1st Department of Obstetrics and Gynaecology, Campus Innenstadt, Ludwig-Maximilians-University Munich, Munich, Germany.
BMC Cancer. 2010 May 21;10:224. doi: 10.1186/1471-2407-10-224.
During surgery for endometrial cancer, a pelvic lymphadenectomy with or without para-aortic lymphadenectomy is performed at least in patients with risk factors (stage I, grading 2 and/or histological subtypes with higher risk of lymphatic spread), and is hence recommended by the International Federation of Obstetrics and Gynecology (FIGO).
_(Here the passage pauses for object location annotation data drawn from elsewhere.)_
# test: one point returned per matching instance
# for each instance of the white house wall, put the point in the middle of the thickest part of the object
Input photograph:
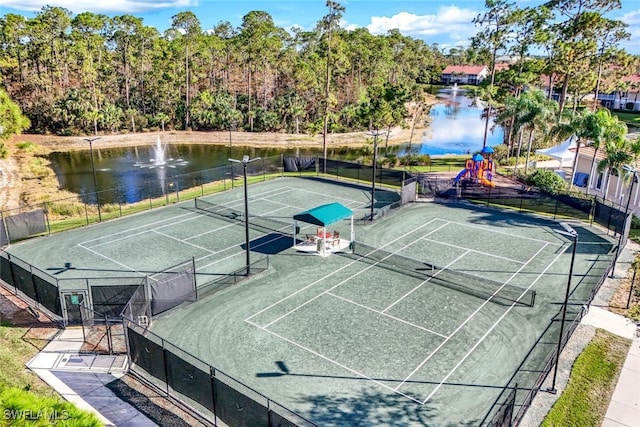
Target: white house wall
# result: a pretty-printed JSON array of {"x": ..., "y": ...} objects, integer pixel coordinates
[{"x": 618, "y": 190}]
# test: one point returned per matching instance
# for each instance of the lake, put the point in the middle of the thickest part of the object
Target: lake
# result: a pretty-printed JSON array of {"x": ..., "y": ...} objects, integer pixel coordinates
[{"x": 457, "y": 127}]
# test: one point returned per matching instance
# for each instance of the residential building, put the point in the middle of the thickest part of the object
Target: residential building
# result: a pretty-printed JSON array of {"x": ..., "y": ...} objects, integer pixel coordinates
[
  {"x": 623, "y": 99},
  {"x": 464, "y": 74},
  {"x": 617, "y": 190}
]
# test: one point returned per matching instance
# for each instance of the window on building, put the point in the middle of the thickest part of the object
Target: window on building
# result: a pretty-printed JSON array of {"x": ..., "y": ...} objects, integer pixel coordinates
[{"x": 599, "y": 180}]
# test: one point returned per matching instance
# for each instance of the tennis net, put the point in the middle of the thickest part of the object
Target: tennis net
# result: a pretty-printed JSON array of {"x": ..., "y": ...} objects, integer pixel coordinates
[
  {"x": 260, "y": 223},
  {"x": 477, "y": 286}
]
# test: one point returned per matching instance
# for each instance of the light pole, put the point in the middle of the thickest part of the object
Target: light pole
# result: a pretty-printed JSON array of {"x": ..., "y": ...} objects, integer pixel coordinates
[
  {"x": 567, "y": 231},
  {"x": 93, "y": 168},
  {"x": 632, "y": 171},
  {"x": 245, "y": 161},
  {"x": 375, "y": 133}
]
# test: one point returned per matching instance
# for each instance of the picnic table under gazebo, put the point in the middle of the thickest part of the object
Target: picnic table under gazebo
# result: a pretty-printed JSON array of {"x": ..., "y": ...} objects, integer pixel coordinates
[{"x": 323, "y": 241}]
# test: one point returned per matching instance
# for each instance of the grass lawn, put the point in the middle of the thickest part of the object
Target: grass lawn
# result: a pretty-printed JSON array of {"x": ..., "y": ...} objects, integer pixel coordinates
[
  {"x": 593, "y": 378},
  {"x": 631, "y": 119}
]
Although lymph node metastases are important prognostic parameters, it has been contentious whether a pelvic lymph node dissection itself has a prognostic impact in the treatment of endometrial cancer, especially in endometrioid adenocarcinoma. Therefore, this study evaluated whether lymphadenectomy has a prognostic impact in patients with endometrioid adenocarcinoma.
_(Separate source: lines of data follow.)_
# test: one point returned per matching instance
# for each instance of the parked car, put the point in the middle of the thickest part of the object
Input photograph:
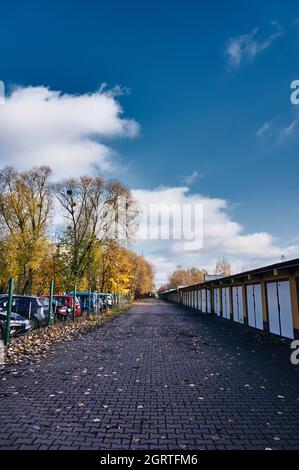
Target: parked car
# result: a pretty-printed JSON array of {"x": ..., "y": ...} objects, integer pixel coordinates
[
  {"x": 67, "y": 300},
  {"x": 18, "y": 325},
  {"x": 35, "y": 309},
  {"x": 60, "y": 311},
  {"x": 96, "y": 304}
]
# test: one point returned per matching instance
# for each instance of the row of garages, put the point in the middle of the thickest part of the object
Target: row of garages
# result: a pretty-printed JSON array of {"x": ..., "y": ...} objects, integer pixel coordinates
[{"x": 264, "y": 298}]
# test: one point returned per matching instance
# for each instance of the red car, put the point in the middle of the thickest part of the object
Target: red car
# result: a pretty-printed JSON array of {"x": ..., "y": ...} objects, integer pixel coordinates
[{"x": 67, "y": 301}]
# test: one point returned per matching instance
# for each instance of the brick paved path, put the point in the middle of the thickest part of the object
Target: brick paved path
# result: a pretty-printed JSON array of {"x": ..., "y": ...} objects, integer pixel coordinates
[{"x": 159, "y": 377}]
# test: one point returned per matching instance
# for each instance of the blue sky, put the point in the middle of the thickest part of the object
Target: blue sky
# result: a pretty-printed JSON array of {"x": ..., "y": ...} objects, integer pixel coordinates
[{"x": 202, "y": 105}]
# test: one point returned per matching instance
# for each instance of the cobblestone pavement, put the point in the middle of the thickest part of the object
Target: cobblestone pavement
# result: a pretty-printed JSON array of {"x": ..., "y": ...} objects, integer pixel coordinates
[{"x": 159, "y": 376}]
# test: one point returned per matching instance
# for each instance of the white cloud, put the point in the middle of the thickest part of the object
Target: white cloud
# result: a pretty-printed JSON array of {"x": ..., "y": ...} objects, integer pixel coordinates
[
  {"x": 190, "y": 179},
  {"x": 289, "y": 129},
  {"x": 244, "y": 48},
  {"x": 40, "y": 126},
  {"x": 221, "y": 236}
]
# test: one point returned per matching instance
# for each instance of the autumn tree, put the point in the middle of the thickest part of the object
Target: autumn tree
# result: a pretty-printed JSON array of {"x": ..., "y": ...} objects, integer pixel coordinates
[{"x": 25, "y": 204}]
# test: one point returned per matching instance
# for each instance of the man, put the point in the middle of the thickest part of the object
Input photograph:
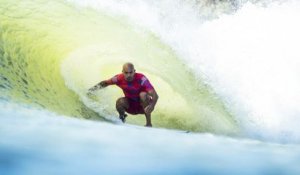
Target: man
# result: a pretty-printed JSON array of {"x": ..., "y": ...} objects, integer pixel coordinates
[{"x": 140, "y": 96}]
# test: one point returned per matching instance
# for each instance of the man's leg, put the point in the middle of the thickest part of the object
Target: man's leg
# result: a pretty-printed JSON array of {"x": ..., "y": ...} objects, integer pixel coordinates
[
  {"x": 121, "y": 106},
  {"x": 145, "y": 101}
]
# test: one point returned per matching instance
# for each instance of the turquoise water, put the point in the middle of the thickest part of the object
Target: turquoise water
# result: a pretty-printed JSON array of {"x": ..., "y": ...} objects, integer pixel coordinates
[{"x": 229, "y": 79}]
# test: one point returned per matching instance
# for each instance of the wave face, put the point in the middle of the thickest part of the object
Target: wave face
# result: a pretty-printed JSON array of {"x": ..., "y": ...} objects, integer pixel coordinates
[
  {"x": 247, "y": 52},
  {"x": 52, "y": 52}
]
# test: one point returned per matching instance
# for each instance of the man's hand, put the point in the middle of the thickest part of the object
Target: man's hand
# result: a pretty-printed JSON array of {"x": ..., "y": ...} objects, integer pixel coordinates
[
  {"x": 148, "y": 109},
  {"x": 100, "y": 85}
]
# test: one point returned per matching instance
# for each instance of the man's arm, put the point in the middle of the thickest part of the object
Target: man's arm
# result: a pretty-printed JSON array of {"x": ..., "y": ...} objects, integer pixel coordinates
[
  {"x": 154, "y": 99},
  {"x": 100, "y": 85}
]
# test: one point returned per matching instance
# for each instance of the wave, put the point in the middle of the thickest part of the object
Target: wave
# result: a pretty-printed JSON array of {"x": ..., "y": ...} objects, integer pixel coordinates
[{"x": 52, "y": 52}]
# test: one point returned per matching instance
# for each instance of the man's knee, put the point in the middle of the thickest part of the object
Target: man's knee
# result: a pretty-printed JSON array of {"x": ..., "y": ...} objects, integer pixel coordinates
[
  {"x": 144, "y": 96},
  {"x": 122, "y": 102}
]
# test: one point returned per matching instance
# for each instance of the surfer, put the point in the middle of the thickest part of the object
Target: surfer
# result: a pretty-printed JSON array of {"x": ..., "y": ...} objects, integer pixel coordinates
[{"x": 140, "y": 96}]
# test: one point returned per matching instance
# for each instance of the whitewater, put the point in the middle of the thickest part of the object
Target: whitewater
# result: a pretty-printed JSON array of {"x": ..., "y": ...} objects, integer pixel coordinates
[{"x": 227, "y": 73}]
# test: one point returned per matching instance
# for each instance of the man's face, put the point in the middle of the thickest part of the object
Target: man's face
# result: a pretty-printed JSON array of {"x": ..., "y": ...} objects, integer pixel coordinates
[{"x": 128, "y": 73}]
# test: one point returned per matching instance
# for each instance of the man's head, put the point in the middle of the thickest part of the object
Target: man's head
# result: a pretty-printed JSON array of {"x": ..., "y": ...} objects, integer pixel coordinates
[{"x": 128, "y": 71}]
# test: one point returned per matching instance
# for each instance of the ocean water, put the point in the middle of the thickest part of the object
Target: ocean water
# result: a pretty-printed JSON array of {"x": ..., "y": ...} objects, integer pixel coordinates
[{"x": 226, "y": 73}]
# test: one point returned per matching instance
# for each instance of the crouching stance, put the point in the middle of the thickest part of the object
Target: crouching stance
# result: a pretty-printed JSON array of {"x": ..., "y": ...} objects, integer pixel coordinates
[{"x": 140, "y": 96}]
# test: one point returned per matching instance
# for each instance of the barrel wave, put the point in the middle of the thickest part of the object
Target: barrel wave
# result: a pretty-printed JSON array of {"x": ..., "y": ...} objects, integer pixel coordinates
[{"x": 52, "y": 52}]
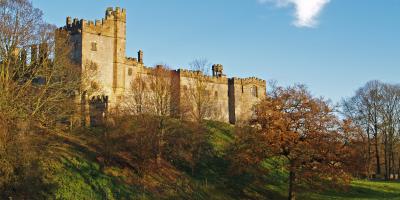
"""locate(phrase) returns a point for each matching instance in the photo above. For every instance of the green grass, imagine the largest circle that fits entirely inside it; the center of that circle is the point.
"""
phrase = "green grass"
(75, 172)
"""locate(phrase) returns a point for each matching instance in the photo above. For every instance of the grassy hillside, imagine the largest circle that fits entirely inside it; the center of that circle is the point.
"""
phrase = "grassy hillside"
(75, 172)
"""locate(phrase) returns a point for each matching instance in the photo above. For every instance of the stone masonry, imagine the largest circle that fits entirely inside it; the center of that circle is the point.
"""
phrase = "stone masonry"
(101, 44)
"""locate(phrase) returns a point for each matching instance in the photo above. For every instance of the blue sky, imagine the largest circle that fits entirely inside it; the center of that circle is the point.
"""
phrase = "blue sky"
(332, 46)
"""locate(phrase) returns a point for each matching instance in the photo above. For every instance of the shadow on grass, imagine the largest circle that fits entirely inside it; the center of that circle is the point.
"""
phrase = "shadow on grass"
(359, 191)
The benefits of lymphadenectomy were examined in 214 patients with a histological diagnosis of endometrial adenocarcinoma. Tumour characteristics were analysed with respect to the surgical and pathological stage.
Of the 214 patients with endometrial adenocarcinoma, 171 (79.9%) were classified as FIGO stage I, 15 (7.0%) FIGO stage II, 21 (9.8%) FIGO stage III and 7 (3.3%) FIGO stage IV. One hundred and thirty four (62.6%) of the patients had a histological grade 1 tumour, while 56 (26.2%) and 24 (11.2%) had a histological grade 2 or grade 3 tumour, respectively. Lymphadenectomy was performed in 151 (70.6%) patients. Only 11 (5.1%) patients showed metastatic disease in the lymph nodes. The performance of a lymphadenectomy resulted in significantly increased cause-specific and overall survival, while progression-free survival was not affected by this operative procedure.
The performance of an operative lymphadenectomy resulted in better survival of patients with endometrioid adenocarcinoma. This increase was significant for cause-specific and overall survival, while there was a tendency only towards increased progression-free survival. Therefore, even in endometrioid adenocarcinoma, a pelvic and/or para-aortic lymphadenectomy should be performed.
在子宫内膜癌的手术中,至少在有风险因素的患者中(I 期、分级 2 和/或有更高淋巴扩散风险的组织学亚型)进行盆腔淋巴结切除术和/或腹主动脉旁淋巴结切除术,这是国际妇产科联合会(FIGO)推荐的。虽然淋巴结转移是重要的预后参数,但盆腔淋巴结清扫术本身是否对子宫内膜癌的治疗具有预后影响一直存在争议,特别是在子宫内膜样腺癌中。因此,本研究评估了淋巴结切除术在子宫内膜样腺癌患者中的预后影响。
对 214 例组织学诊断为子宫内膜腺癌的患者进行了淋巴结切除术的益处检查。对肿瘤特征进行了分析,包括手术和病理分期。
在 214 例子宫内膜腺癌患者中,171 例(79.9%)为 FIGO Ⅰ期,15 例(7.0%)为 FIGO Ⅱ期,21 例(9.8%)为 FIGO Ⅲ期,7 例(3.3%)为 FIGO Ⅳ期。134 例(62.6%)患者肿瘤组织学分级为 1 级,56 例(26.2%)和 24 例(11.2%)患者肿瘤组织学分级为 2 级或 3 级。151 例(70.6%)患者进行了淋巴结切除术。仅有 11 例(5.1%)患者的淋巴结有转移疾病。淋巴结切除术的实施显著提高了患者的特定原因生存率和总生存率,而无进展生存率不受该手术操作的影响。
施行手术性淋巴结切除术可提高子宫内膜样腺癌患者的生存率。这种增加在特定原因生存率和总生存率方面是显著的,而在无进展生存率方面仅存在增加的趋势。因此,即使在子宫内膜样腺癌中,也应进行盆腔和/或腹主动脉旁淋巴结切除术。